Saturday dawned brighter and earlier than we were prepared to face. But a few quick harumpfs and we were off once again, sprinting down the greenbelt of summer, heeding its siren call of bright blue and searing yellow. We started with swimming and a BBQ, then rinsed and repeated on Sunday and Monday. By the end of it, the girls lay tummy up in the water, barely able to move arms and legs to stay afloat. For the first time since their births, both my girls willingly closed their eyes when it was time for bed.
Most of us slept the sleep of the sunburned and beer before noon, but around midnight, my youngest crawled into bed next to me with a robust case of the sniffles. She flipped and rolled for many long minutes before crying she couldn’t breathe through her nose. I tickled her back and whispered soothing words in her ear, but she grew increasingly panicked and sniffly. I told her to breathe through her mouth. To relax. To not worry. To…sleep. Then she looked me right in the eye and pleaded, “Mommy, can’t you do something?”
She asked fervently, hopefully, faithfully. As if she knew I could so something to help, she just knew it. I’m her mommy. Mommies make it all better. Help is our noble calling. She asked again, holding my cheek in her candy-coated baby girl fingers, saying the words carefully into my ear as if maybe I didn’t hear the first time.
I thought of the days leading up to that night. How The Rock and I wanted to give the girls the kind of Fourth of July weekend they could remember. The one they wistfully recall in their 40s, a memory full of pools and friends and burned hot dogs. It all came back to me as I stepped outside Monday evening and smelled the thick sulfur of illegally ignited neighborhood firecrackers and watched the glittery billow of twinkling silver in the vast distance. Childhood in a bottle. I want my kids to have one to tuck in their own pocket and set to sea when they’re ready, then have it wash back to them when they call it from the rocky shore of adulthood and responsibility.
My husband and I, despite what we know about growing up and its triumphs and near-misses, wanted our children to have that silver twinkle of when it was simple and light and easy.

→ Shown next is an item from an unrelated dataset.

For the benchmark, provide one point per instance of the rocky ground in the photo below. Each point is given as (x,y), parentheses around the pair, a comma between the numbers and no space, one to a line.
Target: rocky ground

“Mommy, can’t you do something?”
It was only a question I know. But its fervent faith drew tears to my eyes. I wanted to do something. Something beyond medicine and a wet cloth. I want to erase your sniffles, lull you to sleep, relax you into my arms, tell you it will be OK.
But all I could think was of the times I couldn’t, wouldn’t be able to, do something. Couldn’t plan the weekend just so, protect you from when it’s not so easy, keep you from when the sky doesn’t ignite in silver, draw covers over your shoulders, tickle your back to make it all go away. I fast-fowarded to the mean girls in middle school, to the college rejection letter, to the phone call at 4AM. What do I do? How do I do something? Keep her from it all? While knowing it’s not mine to keep, can’t I do something?
Eventually she nestled into that mom space between my neck and shoulder and blew her baby breath into my hair, back and forth, back and forth. It was midnight, July 5, the four of us lay crammed together, breathing in tandem, and for now, that is enough.